August 05, 2008

From this valley they say you are going

My grandmother died on Saturday. I heard this Monday when I went home to meet mom on her return from a trip to Anchorage to be with the family. It was good--and unusual--that almost the whole immediate family lived there, especially considering how much they all moved around and have no roots in the area other than those they quickly fabricated. When they have no history, my maternal family will quickly stubborn one into existence.

This powerful bullheadedness is, as you might detect, a bit of a family emblem. Mom said that grandma died as she wanted to. She wanted only her immediate family there, none of her grandchildren, both to prevent us from having the memory of her dying and to draw in the most familiar people in her life while she waited. Mom also said she eventually wasn't even afraid. Though she still had bad stretches where she couldn't breathe and panicked, she was telling everyone that it was natural, what was happening to her.

So grandma had the death she wanted. She was the only person who still called me "Ani" (pronounce it "Onny"), a nickname my mom called me by when I was very young. Grandma always called me that--more the older I got, I swear. I don't remember the exact last time I said goodbye to her, and I'm glad for that. If I did, it would stand falsely as a summary of our connection. I'm left with a long and gappy memory of her. She was as stern and unbending a figure as I have ever known--more so, much more, than any other family member I can think of. But she wouldn't say anything against a view of yours she did not share. I know she was very kind and intelligent, perceptive and different, and worried. I miss my grandmother, and the question of when I, personally, lost her troubles me.

Her ability to find her good death leaves as strong an impression on me as the fatalistic sprit underlying all her wise deciding. She chose what was dearest and steadiest in her life to die beside, which is the first thought to almost bring tears to my eyes since the news began to hit. But she didn't choose to save her life when she could have.
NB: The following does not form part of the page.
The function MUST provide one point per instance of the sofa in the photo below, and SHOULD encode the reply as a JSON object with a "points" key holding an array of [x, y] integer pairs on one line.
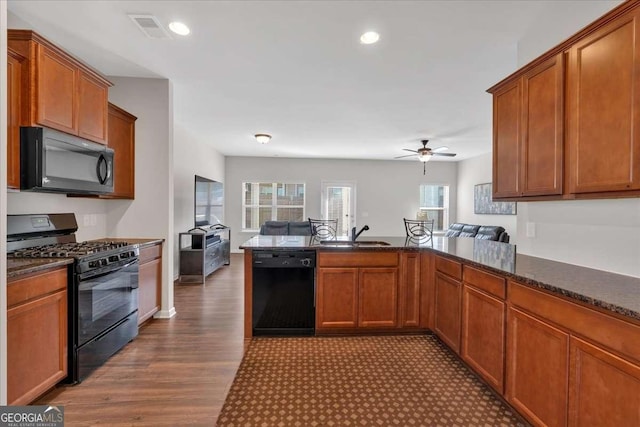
{"points": [[485, 232], [285, 228]]}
I'm unsatisfied we'll ever explain that habit well--is it unrequited curiosity that pulls you to die, fear and rationalization, disenchantment, disappointment, loneliness, weakness, shame, a complicated enjoyment of the object of your guilt, a simple act of mental avoidance? I don't know whether she reached any conclusion or was covered by an iron shield during the worst of it. I know my grandfather, who was exhausted, awoke magically ten minutes before she died, and she became calm when he came in to be with her.

If we have such control over the things we know about, if we can sweep away, more or less, the obstacles we'd hate to encounter even in the face of death, then why does it seem so right for everyone to do everything too late?